Pero Juan no simplemente aspira a ser uno de los enésimos enemigos del catolicismo. Quiere otra cosa: crear un mundo de palabras, hecho sólo de idioma. Un idioma que, por cierto, quiere parecer arcaico. Uno de sus grandes anhelos ─y que consigue traducir con enorme eficacia─ es desmoronar las menesterosas y castradoras estructuras narrativas imprimiéndoles a sus obras una libertad expresiva sin precedentes. Por aquí un endecasílabo perfecto, más allá un octosílabo vivaz, su obra está henchida de lirismo. En este punto se parece mucho a lo que defendía el poeta José Hierro, su tocayo. Asevera el autor Tierra sin nosotros: “cuando se dice menos de lo que se dice, no hay literatura. Cuando se dice lo que se dice, hay prosa.
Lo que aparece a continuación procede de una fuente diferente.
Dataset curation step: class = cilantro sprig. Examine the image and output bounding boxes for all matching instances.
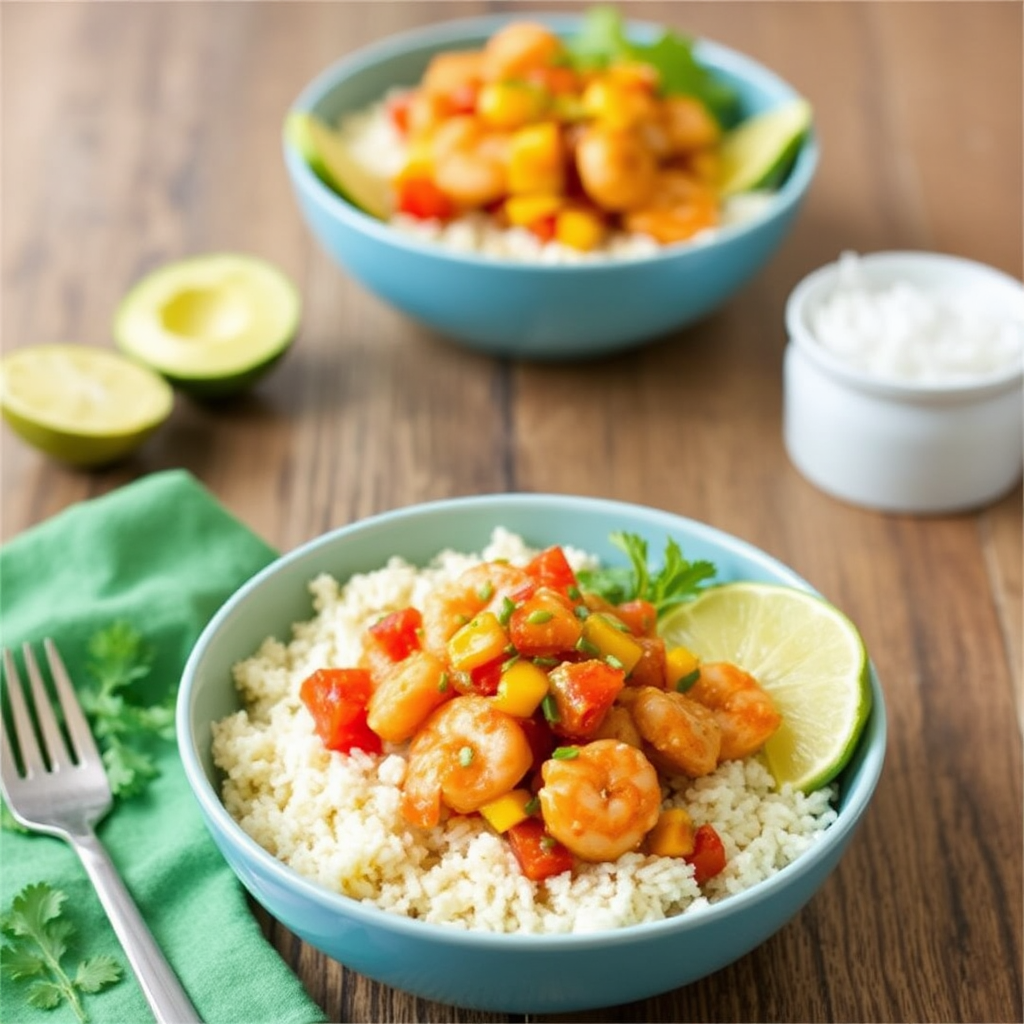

Cuando se dice más de lo que se dice, hay poesía”. Y Goytisolo ─qué duda cabe ahora─ deseaba hacer exactamente eso.
Tres años antes de morir, en una entrevista para El País reafirmó su inclinación poética: “La novela es un género omnívoro, puede incluir la poesía, pero la poesía no puede incluir la novela”.
Escritor de dolorosas encrucijadas existenciales, Juan Goytisolo supo conciliar y proyectar los planos más disímiles ─realidad, mito, sueño, fabulación─ en una escritura álgida y de portentosa exquisitez que lo resalta como una de las voces más pujantes y originales de la literatura española y, más aún, de todas las letras hispanas. Prácticamente no hay riesgos ni experimentos que no se encuentren reunidos su obra, babélica y señera. A más de un mes de su muerte, dolorosa, ingrata, ocurrida bajo un silencio obtuso y malagradecido, surge una pregunta: ¿Habrá lectores arriesgados que se atrevan a gozarlo con toda la rigurosidad que su estilo demandaba? Ojalá que más de uno aceptara el reto.